The vibe is upmarket but relaxed, not unlike the beach clubs of the French or Italian Rivieras. Grey terrazzo tiles and white marble tables form a backdrop to olive trees in oversized pots. There’s shade down one side, courtesy of a wooden pergola, which cleverly hides a discreet pane of glass over it, providing shelter from the elements (there are heaters, too). On another side, there’s the swirl of smoke, a hot-hot party of charcoal getting ready to do its thing.
Because DIY cooking on a parilla (grill) is what you’re here to do.
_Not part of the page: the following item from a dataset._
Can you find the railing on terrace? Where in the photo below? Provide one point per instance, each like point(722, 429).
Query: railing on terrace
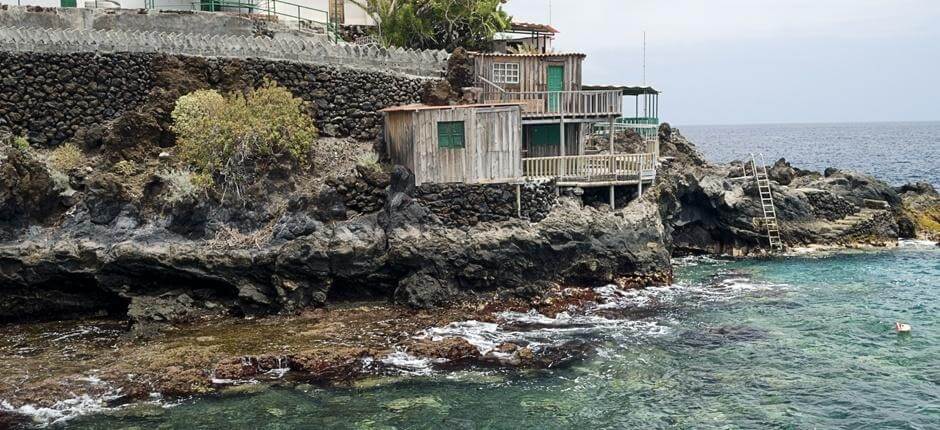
point(561, 103)
point(590, 168)
point(306, 17)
Those coals are heated until glowing, then popped under a portable grill with a stainless steel griddle – the kind that means you won’t unintentionally sacrifice any food to the flames (sob) – and put on your table, so you can get to work.
But wait, I’m getting ahead of myself. There was a cold, no-cook section too, with dishes that shouldn’t be overlooked. Like the tomato salad: huge chunks of fragrant tommies with good olive oil, red onion slivers and micro herbs. Or what was simply billed as ‘green salad’, but was actually a take on Barrafina’s celebrated baby gem dish. Once again, its trademark shallot and chive vinaigrette made it one of the menu’s absolute must-haves. Also good: the soft, delicately vinegary veg (peppers, onions et al) of a classic escabeche, the aubergine gently smoked, an accompanying aioli thick and creamy.
As for the grill ingredients, these were flawless. The seafood, from shimmering scallops to fabulously fresh red prawns, was stunning. But – and it’s a big but – it cost as much as sashimi in a good sushi restaurant would. Like, £9 per scallop. Ouch. Instead, go for the middlewhite pork collar: bands of tender meat which, at £11 for a decent platter, had to be the best value dish on the menu. Or the mild, melt-in-the-mouth milk-fed lambs’ kidneys. Add a pan con tomate (£4), the toast with aioli (£4) and one of those green salads (£5) and your bill may even be bearable.
But the price isn’t the only concern. You do also have to cook your own main course. For me, this is fun, and a reason to go. But if it’s not your bag, there’s always Barrafina next door. Also, the service on our visit, though charming and professional, was painfully slow. Parrillan is best if you’re on holiday. Or if, just for one lunchtime, you want to pretend that you are.